Authentication as a Hypermedia API

User Authentication — the process of answering the question of who someone is — has evolved greatly over the last few years. From the dawn of computer security until fairly recently, User Authentication has been predominantly represented by password protection. This involves asking for a username and then verifying that the user behind that name knows the password tied to it.

As computing power increased, and attacks became more sophisticated, it became apparent that passwords were not enough. Authentication now involves several methods combined into what’s called Multi-Factor Authentication. Depending on region, industry, and use-case, these factors tend to be different. We also rely on other parties to figure out who the user is; social logins is a good example.

This means that what used to be a simple query of validating form data is now is a lengthy user journey. It may involve visiting other sites (Facebook or Google), opening other apps (Duo, BankID), and clicking on all pictures that show traffic lights (no comment).

Authentication services are elaborate websites that guide the user through all these steps.

At Curity, we have been asked this question many times: why can’t we get an API to authenticate our users?
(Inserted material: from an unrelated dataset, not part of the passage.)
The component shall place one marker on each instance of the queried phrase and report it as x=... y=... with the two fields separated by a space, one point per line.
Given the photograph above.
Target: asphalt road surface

The reasoning behind that question is simple: our customers don’t want to send their users to an authentication website from their app, but rather keep them in the app. The answer, however, is less simple; authenticating a user takes a few things for granted:

  • The user will follow a predefined step by step journey to complete the identification.
  • The browser will make sure this is the case.
  • No other party can intercept the messages and make use of the end result.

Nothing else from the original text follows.